While we have previously detected and characterized telomere-associated lncRNA-TAREs, the properties of this yet to be annotated lncRNA family again stood out in our analyses . Our results confirmed that lncRNA-TAREs were long, high-GC, and transcribed towards the telomere [Arrows in Fig. 3E and F, Fig. 4H]. We also confirmed that lncRNA-TARE transcription was generally restricted to the expected TARE 2–3 region, although we did find that in one case the entire TARE 1–6 region was transcribed [Additional file 23]. To build on our previous results, long, paired-end, uniquely mapped sequencing reads showed that lncRNA-TARE transcripts likely originated from 22 chromosome ends in our parasite populations. Moreover, the increased time resolution and scope of our samples showed that lncRNA-TARE transcript levels coordinately peaked during parasite invasion [Fig. 4I]. Interestingly, we found that sterile var transcript levels peaked during parasite invasion as well, but that not all var genes produced these non-coding transcripts [Additional file 24] . For example, the subtelomeric var gene [PlasmoDB:Pf3D7_0200100] neighboring lncRNA-TARE-2L was lowly expressed during the ring stage and did not produce appreciable sterile transcripts [Fig. 4H and I]. Collectively, these findings suggested co-regulated firing and coordinated function of lncRNA-TARE and sterile var transcripts during parasite invasion.
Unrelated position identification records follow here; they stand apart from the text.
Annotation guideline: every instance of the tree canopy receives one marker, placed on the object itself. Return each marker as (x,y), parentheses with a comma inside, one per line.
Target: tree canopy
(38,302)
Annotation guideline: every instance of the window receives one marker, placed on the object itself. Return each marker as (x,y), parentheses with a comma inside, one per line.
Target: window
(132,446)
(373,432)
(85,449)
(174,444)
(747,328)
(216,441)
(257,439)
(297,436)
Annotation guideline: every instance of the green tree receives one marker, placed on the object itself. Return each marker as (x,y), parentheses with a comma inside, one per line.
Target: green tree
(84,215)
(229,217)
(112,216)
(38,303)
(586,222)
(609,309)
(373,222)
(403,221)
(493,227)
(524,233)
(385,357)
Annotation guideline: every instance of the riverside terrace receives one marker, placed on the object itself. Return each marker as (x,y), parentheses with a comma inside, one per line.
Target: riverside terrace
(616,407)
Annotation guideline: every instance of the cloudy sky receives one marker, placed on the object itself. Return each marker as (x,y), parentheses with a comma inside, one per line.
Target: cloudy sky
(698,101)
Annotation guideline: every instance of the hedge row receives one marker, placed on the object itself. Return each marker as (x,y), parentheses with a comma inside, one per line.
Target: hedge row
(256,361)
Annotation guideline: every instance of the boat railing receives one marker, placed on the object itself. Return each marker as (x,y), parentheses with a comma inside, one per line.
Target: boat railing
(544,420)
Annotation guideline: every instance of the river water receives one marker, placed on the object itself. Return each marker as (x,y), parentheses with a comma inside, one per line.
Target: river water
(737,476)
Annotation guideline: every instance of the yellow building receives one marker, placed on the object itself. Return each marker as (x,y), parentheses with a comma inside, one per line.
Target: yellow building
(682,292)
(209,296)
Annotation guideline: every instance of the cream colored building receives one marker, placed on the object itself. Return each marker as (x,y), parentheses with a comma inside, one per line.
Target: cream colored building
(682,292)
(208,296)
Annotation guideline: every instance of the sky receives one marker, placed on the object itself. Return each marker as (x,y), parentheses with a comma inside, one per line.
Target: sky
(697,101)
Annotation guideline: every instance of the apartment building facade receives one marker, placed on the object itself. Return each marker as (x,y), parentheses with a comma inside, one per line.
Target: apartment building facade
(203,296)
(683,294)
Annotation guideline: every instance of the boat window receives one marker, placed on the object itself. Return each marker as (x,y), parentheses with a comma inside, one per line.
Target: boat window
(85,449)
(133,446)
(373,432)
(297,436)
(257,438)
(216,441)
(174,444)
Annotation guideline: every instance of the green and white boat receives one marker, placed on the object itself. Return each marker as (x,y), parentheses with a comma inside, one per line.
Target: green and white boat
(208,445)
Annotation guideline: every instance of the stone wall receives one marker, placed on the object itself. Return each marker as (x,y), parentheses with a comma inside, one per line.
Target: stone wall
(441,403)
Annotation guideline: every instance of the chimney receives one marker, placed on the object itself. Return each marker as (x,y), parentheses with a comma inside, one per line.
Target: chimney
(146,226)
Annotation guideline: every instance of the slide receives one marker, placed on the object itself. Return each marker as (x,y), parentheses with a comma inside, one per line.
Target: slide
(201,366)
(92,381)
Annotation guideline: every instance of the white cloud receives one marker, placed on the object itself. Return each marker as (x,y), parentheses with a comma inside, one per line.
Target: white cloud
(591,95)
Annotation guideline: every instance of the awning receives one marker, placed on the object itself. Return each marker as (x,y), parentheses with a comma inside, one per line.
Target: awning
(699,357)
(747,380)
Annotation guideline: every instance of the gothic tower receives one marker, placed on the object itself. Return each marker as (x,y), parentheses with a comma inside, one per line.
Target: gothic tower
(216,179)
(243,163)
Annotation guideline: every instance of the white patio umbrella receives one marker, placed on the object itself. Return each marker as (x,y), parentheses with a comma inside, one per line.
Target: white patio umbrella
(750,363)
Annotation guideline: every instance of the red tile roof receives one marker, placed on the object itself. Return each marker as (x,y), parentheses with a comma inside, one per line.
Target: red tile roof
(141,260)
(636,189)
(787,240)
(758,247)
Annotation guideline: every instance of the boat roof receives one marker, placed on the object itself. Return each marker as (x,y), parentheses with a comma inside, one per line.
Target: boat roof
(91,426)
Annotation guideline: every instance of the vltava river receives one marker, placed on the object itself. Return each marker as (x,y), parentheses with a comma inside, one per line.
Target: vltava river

LncRNA structural validation
To facilitate the future study of lncRNAs, we sought to experimentally confirm novel lncRNA transcript structures using PCR and Sanger Sequencing. Towards this end, we amplified and sequenced across splice junctions predicted within the five-exon Apicoplast RNA methyltransferase precursor antisense transcript, three-exon ETRAMP antisense transcript, and five-exon PfGDV1 antisense transcript. In total, Sanger sequencing results confirmed nine lncRNA junctions [Additional files 25 and 26].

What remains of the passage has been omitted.